ESPN obtained a copy of the letter sent by VADA president Dr. Margaret Goodman to Sulaiman, which revealed Ortiz provided a urine sample for a random test on Sept. 22 during training camp in Miami. Ortiz’s “A” sample tested positive for the banned diuretics chlorothiazide and hydrochlorothiazide, which can be used as masking agents for PED use.
“I can verify the information Mauricio put out,” DiBella told ESPN. “I’m flabbergasted and particularly crestfallen for my fighter. Deontay Wilder is a great champion and a clean champion and probably has been victimized more than any other fighter in the history of the sport.”
According to a BoxingScene.com report, Ortiz and his camp are adamant that his positive test is a direct result of taking Losartan/HCTZ, a drug typically prescribed to treat high blood pressure and kidney disease in patients with type 2 diabetes.
During last week’s news conference in Manhattan to announce the fight, Wilder was openly leery about whether Ortiz was clean and warned his opponent multiple times.
“I would’ve been up for that challenge years ago, when we first brought this up,” Wilder said. “But we already know what happened. So this time, Luis Ortiz, don’t f— it up! Stay clean, because we’ll be checking. Stay clean. Don’t f— this up for me, nor you, because I’m gonna prove to the world that I am the best.
“I pray to God that don’t happen. That’s a big concern of mines. But if he do [take PEDs], I will know. I’ve got people all over the world. If he do, I will know if he’s cheating. I will know if he’s doing PEDs. A lot of these guys in the heavyweight division does it. They don’t even know. They don’t even know. I know. I know. But I ain’t here to rat ’em out.”
Wilder missed out on a May 2016 mandatory title defense in Russia against Alexander Povetkin when the former secondary champion tested positive for meldonium nine days before the fight.

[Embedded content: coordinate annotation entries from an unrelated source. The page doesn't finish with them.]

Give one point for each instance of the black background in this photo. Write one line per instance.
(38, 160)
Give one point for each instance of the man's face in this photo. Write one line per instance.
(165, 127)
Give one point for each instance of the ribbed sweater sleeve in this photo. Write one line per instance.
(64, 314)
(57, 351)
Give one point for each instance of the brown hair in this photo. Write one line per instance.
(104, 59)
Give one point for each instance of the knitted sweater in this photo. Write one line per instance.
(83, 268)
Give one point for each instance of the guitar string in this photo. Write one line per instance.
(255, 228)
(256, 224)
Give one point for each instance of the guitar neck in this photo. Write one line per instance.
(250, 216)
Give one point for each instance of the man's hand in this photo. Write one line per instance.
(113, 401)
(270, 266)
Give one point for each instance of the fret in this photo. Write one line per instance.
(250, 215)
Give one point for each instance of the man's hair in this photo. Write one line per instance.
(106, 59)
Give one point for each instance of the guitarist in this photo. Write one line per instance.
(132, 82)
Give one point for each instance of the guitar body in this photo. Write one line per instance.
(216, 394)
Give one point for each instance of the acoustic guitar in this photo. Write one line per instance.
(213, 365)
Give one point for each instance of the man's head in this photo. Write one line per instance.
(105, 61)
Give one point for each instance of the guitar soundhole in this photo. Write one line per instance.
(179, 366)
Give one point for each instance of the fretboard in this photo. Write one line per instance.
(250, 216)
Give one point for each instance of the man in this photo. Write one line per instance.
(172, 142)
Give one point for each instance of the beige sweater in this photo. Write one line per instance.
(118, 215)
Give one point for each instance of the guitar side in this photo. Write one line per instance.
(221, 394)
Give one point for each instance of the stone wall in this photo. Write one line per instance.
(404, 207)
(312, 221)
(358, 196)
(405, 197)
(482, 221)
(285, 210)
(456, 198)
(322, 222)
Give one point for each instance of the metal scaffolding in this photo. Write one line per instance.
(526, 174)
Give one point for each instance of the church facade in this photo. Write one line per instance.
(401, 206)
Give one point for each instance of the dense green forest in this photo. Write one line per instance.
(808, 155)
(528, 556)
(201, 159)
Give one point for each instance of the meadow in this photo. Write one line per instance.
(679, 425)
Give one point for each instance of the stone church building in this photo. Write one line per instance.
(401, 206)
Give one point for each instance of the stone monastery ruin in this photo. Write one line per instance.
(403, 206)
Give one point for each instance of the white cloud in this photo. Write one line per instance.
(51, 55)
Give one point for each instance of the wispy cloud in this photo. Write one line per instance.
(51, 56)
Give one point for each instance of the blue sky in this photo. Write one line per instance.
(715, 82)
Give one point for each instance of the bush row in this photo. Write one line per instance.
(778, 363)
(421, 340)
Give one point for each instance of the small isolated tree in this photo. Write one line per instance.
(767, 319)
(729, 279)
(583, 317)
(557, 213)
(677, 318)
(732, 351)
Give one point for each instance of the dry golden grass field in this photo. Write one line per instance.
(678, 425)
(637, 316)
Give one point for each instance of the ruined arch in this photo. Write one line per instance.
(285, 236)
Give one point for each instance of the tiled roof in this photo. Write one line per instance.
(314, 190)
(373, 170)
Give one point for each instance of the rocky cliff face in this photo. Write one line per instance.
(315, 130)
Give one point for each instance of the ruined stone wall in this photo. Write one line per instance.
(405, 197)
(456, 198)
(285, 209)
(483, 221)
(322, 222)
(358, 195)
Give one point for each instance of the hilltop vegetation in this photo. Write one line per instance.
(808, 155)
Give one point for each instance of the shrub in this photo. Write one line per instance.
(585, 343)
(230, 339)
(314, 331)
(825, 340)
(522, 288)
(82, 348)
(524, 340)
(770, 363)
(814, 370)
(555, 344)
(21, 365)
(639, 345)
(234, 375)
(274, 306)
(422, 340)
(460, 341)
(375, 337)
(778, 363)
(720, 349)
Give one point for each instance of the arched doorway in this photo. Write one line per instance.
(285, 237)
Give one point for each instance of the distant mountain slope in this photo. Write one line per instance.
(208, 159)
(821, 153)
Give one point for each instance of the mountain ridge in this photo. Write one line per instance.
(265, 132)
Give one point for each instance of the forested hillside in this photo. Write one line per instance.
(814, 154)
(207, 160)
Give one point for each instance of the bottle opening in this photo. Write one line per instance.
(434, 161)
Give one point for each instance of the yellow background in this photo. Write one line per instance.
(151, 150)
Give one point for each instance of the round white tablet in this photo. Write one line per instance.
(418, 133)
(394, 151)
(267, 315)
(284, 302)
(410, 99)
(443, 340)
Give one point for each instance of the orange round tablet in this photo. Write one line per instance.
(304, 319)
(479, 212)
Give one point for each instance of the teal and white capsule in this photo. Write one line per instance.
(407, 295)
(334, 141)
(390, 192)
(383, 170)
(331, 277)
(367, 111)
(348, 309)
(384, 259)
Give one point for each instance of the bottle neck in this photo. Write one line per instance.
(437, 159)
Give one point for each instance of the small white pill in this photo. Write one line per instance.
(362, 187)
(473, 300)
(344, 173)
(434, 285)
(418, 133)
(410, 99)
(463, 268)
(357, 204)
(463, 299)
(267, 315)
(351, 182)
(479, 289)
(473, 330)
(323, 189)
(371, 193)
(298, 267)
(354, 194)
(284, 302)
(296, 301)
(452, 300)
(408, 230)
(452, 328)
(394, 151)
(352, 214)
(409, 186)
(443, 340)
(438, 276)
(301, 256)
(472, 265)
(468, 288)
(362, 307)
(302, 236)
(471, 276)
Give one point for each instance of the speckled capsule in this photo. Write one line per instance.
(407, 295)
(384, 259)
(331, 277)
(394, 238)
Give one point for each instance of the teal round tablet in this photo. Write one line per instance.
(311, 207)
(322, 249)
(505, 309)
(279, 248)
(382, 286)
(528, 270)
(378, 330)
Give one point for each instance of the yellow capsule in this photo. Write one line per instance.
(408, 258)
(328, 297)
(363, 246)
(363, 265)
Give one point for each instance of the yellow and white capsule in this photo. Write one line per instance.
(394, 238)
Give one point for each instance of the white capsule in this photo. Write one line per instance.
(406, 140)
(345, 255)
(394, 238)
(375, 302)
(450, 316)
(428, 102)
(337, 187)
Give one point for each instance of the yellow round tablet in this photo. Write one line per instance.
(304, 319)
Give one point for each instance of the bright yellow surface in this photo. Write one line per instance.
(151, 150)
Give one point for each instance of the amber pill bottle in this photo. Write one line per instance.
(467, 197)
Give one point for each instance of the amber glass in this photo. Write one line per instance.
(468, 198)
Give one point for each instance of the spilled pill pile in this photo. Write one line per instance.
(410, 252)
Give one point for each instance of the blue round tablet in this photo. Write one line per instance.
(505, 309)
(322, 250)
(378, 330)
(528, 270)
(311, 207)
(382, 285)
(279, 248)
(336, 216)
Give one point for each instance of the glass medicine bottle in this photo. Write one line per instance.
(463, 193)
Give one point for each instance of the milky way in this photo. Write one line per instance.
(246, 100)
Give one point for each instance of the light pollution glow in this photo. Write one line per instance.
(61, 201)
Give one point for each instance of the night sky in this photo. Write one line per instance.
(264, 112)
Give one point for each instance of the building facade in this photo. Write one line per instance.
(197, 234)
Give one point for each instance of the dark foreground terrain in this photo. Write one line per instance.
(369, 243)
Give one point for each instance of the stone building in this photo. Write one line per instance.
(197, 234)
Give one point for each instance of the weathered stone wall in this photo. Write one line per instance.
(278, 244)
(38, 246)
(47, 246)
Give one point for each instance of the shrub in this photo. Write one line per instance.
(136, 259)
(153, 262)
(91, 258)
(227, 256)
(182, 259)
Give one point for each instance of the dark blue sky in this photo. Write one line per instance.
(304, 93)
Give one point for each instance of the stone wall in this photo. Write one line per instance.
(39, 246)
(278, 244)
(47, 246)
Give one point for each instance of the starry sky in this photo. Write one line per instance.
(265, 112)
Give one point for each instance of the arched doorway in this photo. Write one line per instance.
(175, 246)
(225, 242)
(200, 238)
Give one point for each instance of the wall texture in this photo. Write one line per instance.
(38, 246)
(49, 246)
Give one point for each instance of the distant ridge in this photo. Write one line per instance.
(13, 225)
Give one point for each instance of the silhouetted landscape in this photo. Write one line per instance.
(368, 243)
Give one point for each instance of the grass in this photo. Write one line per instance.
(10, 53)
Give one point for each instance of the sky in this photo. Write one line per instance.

Wilder went on to win a $5 million breach of contract lawsuit in U.S. federal court after Povetkin failed a pair of VADA tests in eight months.
In February, Wilder’s scheduled title defense against Andrzej Wawrzyk was also called off after the native of Poland failed a VADA test under the WBC’s Clean Boxing Program. He was replaced by American Gerald Washington, who had success boxing early before succumbing to a Wilder knockout in Round 5.
Joshua, the IBF and WBA heavyweight champion, returns Oct. 28 on Showtime against mandatory challenger Kubrat Pulev. Matchroom Sport’s Eddie Hearn, who promotes Joshua, was hoping to match his fighter against the winner of Wilder-Ortiz to produce the biggest fight the division can make in early 2018.